FINRA, a private self-regulatory organization in the financial industry, has cracked down on brokers who sell funds at excessive fees to those who save in 529 accounts, which can cost long-term investors thousands of dollars.

The watchdog launched a “share class initiative” last year asking companies to self-report high fees and reimburse customers who had been wronged. Those who voluntarily report a rule violation and reimburse aggrieved customers can escape a fine.

Morgan Stanley self-reported the error and neither admitted nor denied the wrongdoing.

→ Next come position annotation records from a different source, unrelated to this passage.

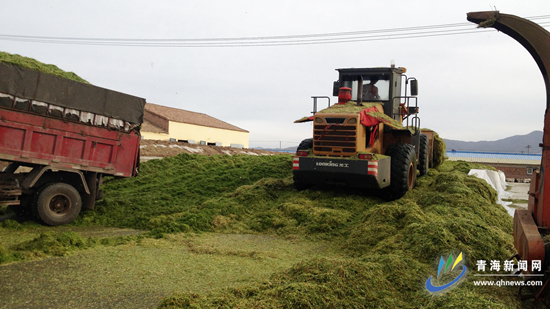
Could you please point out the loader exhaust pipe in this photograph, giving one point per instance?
(360, 90)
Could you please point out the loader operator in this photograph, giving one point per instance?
(370, 91)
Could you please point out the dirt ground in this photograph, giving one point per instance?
(140, 275)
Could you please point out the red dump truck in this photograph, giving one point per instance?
(60, 137)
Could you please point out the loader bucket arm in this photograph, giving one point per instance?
(536, 40)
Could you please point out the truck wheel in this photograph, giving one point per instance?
(423, 155)
(58, 204)
(304, 145)
(403, 170)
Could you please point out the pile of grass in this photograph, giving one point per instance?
(170, 195)
(392, 247)
(389, 248)
(439, 150)
(34, 64)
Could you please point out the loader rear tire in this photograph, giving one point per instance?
(58, 204)
(306, 144)
(403, 171)
(423, 155)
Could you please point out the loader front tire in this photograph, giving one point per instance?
(403, 171)
(58, 204)
(304, 145)
(423, 155)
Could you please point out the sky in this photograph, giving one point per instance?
(480, 85)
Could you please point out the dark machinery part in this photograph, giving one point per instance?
(527, 223)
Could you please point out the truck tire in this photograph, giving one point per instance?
(403, 170)
(423, 155)
(58, 204)
(304, 145)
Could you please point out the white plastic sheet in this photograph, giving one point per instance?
(497, 180)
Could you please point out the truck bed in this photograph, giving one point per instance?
(37, 139)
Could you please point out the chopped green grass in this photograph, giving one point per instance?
(33, 64)
(349, 107)
(387, 249)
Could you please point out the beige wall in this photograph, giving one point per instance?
(155, 136)
(184, 131)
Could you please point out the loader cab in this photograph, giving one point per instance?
(379, 85)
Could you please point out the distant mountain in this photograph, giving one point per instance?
(513, 144)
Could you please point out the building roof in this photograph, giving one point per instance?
(495, 158)
(184, 116)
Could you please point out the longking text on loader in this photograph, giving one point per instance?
(370, 139)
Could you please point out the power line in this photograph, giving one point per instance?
(303, 39)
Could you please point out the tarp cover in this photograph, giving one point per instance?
(43, 87)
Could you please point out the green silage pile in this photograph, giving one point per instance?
(391, 248)
(178, 194)
(33, 64)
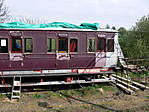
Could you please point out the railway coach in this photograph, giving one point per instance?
(58, 51)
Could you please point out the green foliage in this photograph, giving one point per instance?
(2, 96)
(107, 26)
(136, 43)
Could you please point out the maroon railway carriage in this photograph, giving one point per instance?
(57, 52)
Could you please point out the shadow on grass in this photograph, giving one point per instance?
(86, 102)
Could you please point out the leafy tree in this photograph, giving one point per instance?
(113, 27)
(107, 26)
(136, 45)
(3, 11)
(122, 32)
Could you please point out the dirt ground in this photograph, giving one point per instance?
(88, 99)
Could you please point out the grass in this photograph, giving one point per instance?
(2, 96)
(88, 90)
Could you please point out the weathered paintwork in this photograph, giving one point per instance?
(39, 59)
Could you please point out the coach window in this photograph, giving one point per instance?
(101, 42)
(110, 45)
(17, 45)
(63, 44)
(91, 45)
(3, 45)
(51, 45)
(28, 45)
(73, 45)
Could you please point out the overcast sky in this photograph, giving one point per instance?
(113, 12)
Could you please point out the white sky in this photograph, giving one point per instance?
(113, 12)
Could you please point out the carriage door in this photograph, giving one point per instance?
(16, 54)
(62, 55)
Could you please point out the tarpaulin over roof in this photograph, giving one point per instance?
(18, 25)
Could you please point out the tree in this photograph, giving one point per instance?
(113, 27)
(3, 11)
(136, 44)
(122, 32)
(107, 26)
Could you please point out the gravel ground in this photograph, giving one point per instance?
(101, 101)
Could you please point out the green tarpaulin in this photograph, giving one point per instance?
(94, 26)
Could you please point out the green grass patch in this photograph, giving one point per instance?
(2, 96)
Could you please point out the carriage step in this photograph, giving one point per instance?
(16, 88)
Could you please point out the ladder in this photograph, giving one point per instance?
(120, 54)
(121, 59)
(16, 87)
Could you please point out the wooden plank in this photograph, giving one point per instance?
(129, 85)
(136, 83)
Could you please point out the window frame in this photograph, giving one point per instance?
(107, 50)
(7, 42)
(104, 45)
(24, 47)
(77, 45)
(94, 44)
(21, 51)
(55, 45)
(67, 50)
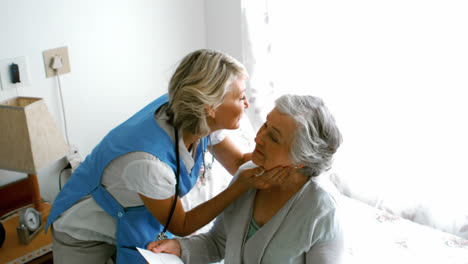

“We are delighted to have resolved this issue,” said Susan Siering, spokesperson for the cabinet.

$ 1,500 in costs

FINRA said that between 2013 and 2018, Morgan Stanley failed to properly oversee the 529 brokers’ plan recommendations. Some clients have been placed in Class C investment funds, which often have higher annual fees and cost more in the long run than Class A funds, the regulator said.

A $ 10,000 investment in Class C shares would be worth $ 1,500 less than the same investment in a Class A share after nearly two decades, according to FINRA.

“The aim of the 529 initiative is to remedy potential supervisory and proficiency violations related to the plan’s 529 share class recommendations, and to return money to aggrieved investors as quickly and efficiently as possible,” said Jessica Hopper, head of the regulator’s enforcement department.

Other large brokerage firms have also reimbursed clients high fees of $ 529 due to FINRA’s initiative. Merrill agreed to pay $ 4 million in restitution and Raymond James $ 8 million, FINRA announced last year.

B. Riley Wealth Management also agreed to repay $ 250,000 on Wednesday, according to FINRA. The company was not fined.

“The BRWM voluntarily self-reported its findings, immediately took corrective action and proposed a plan to effectively correct the small number of potentially affected accounts,” according to a company statement provided by spokesperson Jo Anne McCusker.